Isso não impediu os críticos do presidente de o acusarem de renunciar a Israel, apesar da sua declaração clara de que não estava "se afastando da segurança de Israel".
Em todo o espectro do Partido Republicano, desde o ex-presidente Donald Trump até ao senador Mitt Romney, do Utah, os opositores políticos de Biden compararam o anúncio a uma mensagem de abandono no meio de uma guerra em curso contra terroristas.
O presidente da Câmara, Mike Johnson, que acabara de sobreviver a uma tentativa de destituição, até sugeriu em uma entrevista ao jornal Politico que Biden teve um "momento de velhice" quando fez o comentário.
Alguns democratas também expressaram críticas. O senador da Pensilvânia, John Fetterman, um firme defensor de Israel, disse que discordava do plano de Biden de reter alguns carregamentos de armas para Israel, alertando que a medida "demonstra ao Hamas que eles estão vencendo a guerra de relações públicas".
"Estou preocupado com isso e não concordo com o presidente", disse ele à CNN.

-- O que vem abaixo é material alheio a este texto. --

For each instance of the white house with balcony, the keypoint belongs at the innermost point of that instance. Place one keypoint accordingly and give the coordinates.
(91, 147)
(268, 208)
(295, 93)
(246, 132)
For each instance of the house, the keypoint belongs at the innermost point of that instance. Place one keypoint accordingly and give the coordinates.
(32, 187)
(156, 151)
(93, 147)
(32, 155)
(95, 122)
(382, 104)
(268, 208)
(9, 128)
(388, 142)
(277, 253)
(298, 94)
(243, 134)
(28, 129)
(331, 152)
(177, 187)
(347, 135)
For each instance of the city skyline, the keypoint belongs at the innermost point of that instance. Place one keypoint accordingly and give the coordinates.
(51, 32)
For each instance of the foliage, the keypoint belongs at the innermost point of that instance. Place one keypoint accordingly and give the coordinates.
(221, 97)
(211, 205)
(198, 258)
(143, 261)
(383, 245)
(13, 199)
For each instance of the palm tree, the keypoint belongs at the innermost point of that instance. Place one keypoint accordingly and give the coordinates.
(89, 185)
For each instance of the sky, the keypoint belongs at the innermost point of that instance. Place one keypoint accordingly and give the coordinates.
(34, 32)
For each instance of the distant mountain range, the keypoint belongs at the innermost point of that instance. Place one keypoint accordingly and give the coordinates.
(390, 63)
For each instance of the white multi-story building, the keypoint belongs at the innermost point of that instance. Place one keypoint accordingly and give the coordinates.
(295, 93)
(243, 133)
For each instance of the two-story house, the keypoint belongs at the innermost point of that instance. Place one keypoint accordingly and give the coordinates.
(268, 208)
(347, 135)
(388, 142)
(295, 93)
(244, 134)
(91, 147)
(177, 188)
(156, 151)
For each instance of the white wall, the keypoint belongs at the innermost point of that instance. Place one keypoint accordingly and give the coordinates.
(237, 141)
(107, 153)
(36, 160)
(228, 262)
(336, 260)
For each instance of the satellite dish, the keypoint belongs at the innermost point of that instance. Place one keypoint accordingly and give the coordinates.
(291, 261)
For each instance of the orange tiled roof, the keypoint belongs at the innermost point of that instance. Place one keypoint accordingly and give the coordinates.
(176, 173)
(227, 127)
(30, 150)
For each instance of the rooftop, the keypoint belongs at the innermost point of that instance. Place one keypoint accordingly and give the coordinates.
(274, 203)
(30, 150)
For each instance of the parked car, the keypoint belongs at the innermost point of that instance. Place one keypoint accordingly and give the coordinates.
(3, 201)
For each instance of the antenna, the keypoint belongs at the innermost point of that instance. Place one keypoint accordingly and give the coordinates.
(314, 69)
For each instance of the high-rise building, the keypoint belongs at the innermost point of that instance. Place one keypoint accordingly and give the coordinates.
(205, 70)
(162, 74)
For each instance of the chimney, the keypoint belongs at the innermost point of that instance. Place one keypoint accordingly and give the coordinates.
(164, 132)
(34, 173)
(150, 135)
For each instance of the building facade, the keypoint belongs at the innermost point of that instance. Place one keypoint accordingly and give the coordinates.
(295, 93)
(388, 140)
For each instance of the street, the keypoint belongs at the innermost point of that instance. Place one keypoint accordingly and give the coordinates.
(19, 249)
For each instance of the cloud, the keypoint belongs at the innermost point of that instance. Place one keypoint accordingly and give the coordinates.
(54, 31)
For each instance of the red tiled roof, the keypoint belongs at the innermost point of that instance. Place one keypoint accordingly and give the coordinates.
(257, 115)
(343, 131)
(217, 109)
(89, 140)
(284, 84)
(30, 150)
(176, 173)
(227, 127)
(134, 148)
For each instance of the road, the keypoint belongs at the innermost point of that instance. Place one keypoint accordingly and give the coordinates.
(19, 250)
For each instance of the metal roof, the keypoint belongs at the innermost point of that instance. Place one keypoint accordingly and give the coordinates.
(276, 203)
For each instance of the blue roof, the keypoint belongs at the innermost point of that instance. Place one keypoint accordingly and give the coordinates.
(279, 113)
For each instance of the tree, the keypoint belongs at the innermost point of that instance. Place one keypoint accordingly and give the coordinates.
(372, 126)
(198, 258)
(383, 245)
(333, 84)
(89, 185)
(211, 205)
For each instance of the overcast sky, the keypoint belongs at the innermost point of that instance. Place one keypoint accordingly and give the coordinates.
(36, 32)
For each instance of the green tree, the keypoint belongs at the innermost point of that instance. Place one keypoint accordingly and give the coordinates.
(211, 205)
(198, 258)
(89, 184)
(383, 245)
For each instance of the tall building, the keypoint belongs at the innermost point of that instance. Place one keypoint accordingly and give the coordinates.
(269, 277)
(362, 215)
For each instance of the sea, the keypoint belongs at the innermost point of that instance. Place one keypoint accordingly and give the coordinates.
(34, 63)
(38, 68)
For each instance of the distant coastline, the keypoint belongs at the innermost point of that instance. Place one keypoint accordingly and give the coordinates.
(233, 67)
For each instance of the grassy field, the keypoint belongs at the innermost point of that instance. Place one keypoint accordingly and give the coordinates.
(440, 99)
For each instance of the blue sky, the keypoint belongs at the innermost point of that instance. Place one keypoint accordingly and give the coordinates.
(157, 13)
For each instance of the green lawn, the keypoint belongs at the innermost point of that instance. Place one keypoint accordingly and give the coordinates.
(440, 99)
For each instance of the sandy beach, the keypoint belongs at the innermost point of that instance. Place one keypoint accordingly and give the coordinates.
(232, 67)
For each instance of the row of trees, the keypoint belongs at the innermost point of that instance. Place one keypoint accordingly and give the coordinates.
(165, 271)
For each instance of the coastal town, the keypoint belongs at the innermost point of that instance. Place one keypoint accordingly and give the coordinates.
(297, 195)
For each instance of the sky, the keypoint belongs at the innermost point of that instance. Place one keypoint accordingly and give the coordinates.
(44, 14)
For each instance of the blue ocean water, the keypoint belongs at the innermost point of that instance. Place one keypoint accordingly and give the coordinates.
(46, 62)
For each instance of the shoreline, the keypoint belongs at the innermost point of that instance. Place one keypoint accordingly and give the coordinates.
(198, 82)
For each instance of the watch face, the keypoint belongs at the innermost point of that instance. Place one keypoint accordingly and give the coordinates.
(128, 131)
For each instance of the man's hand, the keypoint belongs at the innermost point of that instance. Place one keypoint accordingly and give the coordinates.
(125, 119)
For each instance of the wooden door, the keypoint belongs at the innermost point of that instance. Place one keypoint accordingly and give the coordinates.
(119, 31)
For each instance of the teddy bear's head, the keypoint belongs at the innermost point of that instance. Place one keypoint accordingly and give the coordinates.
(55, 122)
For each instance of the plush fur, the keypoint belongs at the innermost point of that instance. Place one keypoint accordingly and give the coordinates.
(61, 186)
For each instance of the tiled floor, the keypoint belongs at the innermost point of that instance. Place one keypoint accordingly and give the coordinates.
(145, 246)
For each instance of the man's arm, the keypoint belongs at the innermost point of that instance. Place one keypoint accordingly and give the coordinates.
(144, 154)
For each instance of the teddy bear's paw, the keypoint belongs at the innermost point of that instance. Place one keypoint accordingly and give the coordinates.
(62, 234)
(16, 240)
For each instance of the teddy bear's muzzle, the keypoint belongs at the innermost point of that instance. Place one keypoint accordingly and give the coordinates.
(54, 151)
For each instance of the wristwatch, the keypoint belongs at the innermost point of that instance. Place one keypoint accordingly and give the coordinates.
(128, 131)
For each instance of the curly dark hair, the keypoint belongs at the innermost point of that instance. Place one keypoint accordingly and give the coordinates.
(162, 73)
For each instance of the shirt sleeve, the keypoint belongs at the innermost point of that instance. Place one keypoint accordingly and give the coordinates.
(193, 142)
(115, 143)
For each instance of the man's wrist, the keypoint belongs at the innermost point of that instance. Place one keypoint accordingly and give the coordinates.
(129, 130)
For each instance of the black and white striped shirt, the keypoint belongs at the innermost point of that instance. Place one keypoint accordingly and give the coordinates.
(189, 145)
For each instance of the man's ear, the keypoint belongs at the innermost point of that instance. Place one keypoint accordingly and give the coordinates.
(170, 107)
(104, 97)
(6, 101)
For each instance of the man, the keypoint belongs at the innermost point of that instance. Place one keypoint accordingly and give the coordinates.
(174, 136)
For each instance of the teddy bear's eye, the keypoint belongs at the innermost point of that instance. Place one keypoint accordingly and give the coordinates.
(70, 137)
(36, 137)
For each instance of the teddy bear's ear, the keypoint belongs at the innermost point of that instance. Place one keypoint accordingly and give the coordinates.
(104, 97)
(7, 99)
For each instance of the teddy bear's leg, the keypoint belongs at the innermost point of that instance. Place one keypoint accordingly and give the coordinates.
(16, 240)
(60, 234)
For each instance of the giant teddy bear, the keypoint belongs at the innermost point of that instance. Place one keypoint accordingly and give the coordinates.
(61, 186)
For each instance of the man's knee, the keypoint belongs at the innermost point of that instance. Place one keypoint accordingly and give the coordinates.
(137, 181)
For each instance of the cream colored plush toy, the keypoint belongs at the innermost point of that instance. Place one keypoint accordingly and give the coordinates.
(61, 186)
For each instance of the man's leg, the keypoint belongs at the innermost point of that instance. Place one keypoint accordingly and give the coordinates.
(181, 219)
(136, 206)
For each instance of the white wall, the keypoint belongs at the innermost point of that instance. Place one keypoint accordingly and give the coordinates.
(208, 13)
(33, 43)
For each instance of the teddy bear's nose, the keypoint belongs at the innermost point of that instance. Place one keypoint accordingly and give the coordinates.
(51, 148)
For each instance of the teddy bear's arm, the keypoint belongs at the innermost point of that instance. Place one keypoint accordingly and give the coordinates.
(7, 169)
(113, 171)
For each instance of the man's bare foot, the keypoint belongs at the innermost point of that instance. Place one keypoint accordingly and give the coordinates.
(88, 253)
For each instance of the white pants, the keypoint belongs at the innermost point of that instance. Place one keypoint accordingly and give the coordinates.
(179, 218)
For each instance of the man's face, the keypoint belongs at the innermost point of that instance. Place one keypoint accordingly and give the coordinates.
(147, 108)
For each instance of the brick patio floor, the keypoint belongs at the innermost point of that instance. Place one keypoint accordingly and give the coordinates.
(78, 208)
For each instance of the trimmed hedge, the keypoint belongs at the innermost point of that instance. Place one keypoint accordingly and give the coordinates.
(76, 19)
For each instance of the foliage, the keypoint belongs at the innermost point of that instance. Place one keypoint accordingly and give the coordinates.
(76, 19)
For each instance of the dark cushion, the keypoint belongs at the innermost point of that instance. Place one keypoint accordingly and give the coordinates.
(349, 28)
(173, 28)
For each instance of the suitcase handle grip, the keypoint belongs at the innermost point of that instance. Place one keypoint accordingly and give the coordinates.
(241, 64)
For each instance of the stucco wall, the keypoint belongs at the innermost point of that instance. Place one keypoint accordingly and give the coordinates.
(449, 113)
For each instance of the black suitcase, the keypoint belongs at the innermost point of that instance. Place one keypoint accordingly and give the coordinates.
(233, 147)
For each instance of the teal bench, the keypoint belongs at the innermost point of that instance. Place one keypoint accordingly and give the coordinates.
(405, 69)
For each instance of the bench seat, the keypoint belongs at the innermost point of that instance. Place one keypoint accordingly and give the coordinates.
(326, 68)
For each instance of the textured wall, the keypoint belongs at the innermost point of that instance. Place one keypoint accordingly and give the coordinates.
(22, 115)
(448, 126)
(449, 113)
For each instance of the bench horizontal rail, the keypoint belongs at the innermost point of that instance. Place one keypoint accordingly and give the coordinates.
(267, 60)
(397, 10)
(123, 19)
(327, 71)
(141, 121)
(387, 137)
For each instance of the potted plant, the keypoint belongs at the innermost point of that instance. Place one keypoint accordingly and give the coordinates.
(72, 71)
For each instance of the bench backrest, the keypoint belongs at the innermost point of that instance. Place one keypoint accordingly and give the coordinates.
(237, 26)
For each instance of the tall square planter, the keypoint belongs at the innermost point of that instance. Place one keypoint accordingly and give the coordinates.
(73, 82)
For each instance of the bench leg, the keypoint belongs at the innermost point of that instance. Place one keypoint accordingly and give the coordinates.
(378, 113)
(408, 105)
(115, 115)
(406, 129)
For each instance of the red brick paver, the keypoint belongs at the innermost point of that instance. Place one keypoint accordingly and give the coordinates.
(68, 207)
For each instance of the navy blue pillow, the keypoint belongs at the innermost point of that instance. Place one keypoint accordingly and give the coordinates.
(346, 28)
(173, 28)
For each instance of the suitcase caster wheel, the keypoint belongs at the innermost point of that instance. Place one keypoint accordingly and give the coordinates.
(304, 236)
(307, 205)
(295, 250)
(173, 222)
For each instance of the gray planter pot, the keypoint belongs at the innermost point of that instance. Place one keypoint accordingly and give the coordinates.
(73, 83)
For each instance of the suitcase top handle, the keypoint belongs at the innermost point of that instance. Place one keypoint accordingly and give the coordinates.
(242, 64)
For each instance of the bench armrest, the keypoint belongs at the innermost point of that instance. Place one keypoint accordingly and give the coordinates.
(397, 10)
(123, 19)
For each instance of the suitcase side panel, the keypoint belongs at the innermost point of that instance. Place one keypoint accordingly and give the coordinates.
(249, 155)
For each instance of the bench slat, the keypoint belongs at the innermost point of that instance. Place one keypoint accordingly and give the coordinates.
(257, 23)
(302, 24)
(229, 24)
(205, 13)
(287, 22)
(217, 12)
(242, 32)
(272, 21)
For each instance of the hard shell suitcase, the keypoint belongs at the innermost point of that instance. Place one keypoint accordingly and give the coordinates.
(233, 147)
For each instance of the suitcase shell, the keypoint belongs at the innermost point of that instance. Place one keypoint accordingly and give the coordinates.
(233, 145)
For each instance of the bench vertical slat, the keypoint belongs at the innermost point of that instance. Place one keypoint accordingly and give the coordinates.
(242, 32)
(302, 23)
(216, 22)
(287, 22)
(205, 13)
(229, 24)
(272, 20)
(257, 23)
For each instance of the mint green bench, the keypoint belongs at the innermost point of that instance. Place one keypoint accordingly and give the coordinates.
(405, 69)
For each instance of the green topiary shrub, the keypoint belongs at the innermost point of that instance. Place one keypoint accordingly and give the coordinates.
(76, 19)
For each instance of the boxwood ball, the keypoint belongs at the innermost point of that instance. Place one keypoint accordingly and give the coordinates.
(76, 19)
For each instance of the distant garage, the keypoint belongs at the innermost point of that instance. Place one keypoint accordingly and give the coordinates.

O senador Jon Tester, um democrata vulnerável de Montana, disse: "Acho que ele deveria divulgar isso" quando questionado sobre a forma como Biden lidou com os carregamentos de armas.
E o presidente do Comitê de Relações Exteriores do Senado, Ben Cardin, disse que planejava falar com funcionários do governo sobre os detalhes do plano ainda na quinta-feira.
"Estou tentando descobrir legalmente o que eles estão fazendo e as razões para isso", disse ele. "Portanto, até que eu tenha a oportunidade de falar com a administração, vou adiar qualquer comentário específico".
Embora a posição do presidente tenha constituído a sua posição pública mais dura em relação a Israel desde o início da guerra, também pareceu fazer pouco para satisfazer aqueles do seu próprio partido que têm agitado pelo fim do apoio dos EUA.
"Acho que é um bom passo em frente. Acho que temos que fazer ainda mais", disse o senador Bernie Sanders, o socialista democrata de Vermont, à CNN, acrescentando que o alerta de Biden sobre o condicionamento de armas "deveria ter surgido muito antes".